生活戦略:痛みと“上手に付き合う”実践リスト

  • 睡眠の最適化:就寝時刻の固定、光/カフェイン管理、リラックスルーティン。
  • 活動のペーシング:痛みゼロまで休むのではなく、できる範囲で小刻みに動く。
  • ストレス対策:腹式呼吸・マインドフルネス・短時間瞑想を日課に(CBTと親和)。
  • 栄養と体重管理:炎症負荷を下げる食習慣、たんぱく質/微量栄養素の確保。
  • チームで支える:主治医、理学療法士、鍼灸師、心理職が共通目標(機能改善・QOL)で連携。

鍼灸師向けミニプロトコル(評価→介入→再評価)

  1. 初期評価:痛み日誌・NRS、恐怖回避、可動域・筋機能、睡眠/活動度。
  2. 目標設定:短期(痛み/睡眠)、中期(活動量/歩数)、長期(復職・趣味再開)。
  3. 介入:痛源/関連筋の局所+遠隔調整、必要に応じて低周波鍼通電、家庭でのセルフケア(軽運動・呼吸法)。
  4. 再評価:2–4週ごとに指標で見直し、運動/CBT/医科との連携強化。

免責:本記事は教育目的です。
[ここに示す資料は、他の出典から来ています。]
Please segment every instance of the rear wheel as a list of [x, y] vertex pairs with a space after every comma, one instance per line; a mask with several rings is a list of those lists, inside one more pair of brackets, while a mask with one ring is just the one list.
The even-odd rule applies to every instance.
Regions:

個別の診断・処方は必ず主治医の判断に従ってください。


まとめ

慢性疼痛は3か月以上続く複合的な痛みで、タイプ別の見立てと多面的アプローチが鍵。運動・CBT・多職種連携に鍼灸を補完として組み合わせ、痛みの軽減だけでなく機能回復と生活の再構築を目標に進めるのが、エビデンスとガイドラインが示す最適解です。